To commemorate the centenary of World War One, the government offered every school in the country two free pupil places and one staff place to see the First World War battlefields. Leigh-Ann Coley and Sandra Anyaeriuba in Year 10 were chosen to represent Saint Paul’s on this trip due to their fantastic effort and achievement in Key Stage 3 history, they were accompanied by History teacher, Mr Tom Nolan.

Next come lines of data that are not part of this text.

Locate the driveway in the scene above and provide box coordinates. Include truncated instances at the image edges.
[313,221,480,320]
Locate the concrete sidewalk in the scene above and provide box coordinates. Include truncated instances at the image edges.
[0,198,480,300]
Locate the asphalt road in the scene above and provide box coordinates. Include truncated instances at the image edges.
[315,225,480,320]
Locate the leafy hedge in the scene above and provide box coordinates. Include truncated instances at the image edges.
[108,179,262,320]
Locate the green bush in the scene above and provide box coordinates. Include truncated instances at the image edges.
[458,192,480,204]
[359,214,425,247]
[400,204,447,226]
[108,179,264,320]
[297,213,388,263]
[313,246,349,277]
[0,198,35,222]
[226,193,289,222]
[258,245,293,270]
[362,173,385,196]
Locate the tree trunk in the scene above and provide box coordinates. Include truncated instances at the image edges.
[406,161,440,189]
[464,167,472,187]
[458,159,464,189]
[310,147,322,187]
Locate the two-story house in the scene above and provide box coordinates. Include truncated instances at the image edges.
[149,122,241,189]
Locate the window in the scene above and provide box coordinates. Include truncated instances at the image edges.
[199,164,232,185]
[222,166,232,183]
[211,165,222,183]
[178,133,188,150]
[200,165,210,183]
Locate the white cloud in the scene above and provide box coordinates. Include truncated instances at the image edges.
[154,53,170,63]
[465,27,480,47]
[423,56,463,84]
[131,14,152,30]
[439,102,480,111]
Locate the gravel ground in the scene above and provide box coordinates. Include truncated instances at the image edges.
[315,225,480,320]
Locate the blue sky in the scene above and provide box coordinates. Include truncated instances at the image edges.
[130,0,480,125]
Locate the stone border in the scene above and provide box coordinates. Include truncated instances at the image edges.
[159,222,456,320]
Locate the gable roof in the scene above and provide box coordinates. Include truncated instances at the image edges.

During the trip, the pupils were able to immerse themselves in many aspects of the terrible war. They visited several battlefields including the Somme in France and the Ypres Salient in Belgium. They were also given the opportunity to talk to soldiers and compare their experiences to those of the troops in World War 1. On the penultimate night, they went to the Menin Gate for a remembrance service and heard The Last Post. On the final morning, the girls sculpted clay figurines representing people killed in World War 1 which will form part of an art installation comprising millions of figures when it is completed in 2018.
The trip will hopefully be offered to a much larger group of pupils later in the academic year.
“We were able to visit battlefields on the Western Front and to explore the various aspects of the war, its causes and its consequences developing a deeper understanding of the significance of the First World War,” explained Mr Tom Nolan from Saint Paul’s. “Fought as ‘the war to end all wars’, the conflict was the product of tensions which had been building up for decades between Europe’s expansionist imperial powers and ushered in a new era of technological warfare for which neither side was fully prepared. For those pupils studying World War I it can be very difficult to imagine or conceptualise the logistics of this broad and complex conflict. The true nature of the Great War is most easily understood on the battlefields upon which it was fought.
The experience was amazing and we have been able to pass on our experiences and learning to those who did not go on the trip.”
Deputy Headteacher, Mr Russell Paterson, said: “The project will ensure that there is a lasting legacy of this hugely significant period of our nation's history and culture. The pupils have been able to learn, at first hand, about the sacrifices made by individuals and communities to secure our nation and protect our liberty. The bravery and suffering of those who fought in the war must never be forgotten. This tangible experience has reinforced for our pupils what they have learnt in the classroom.”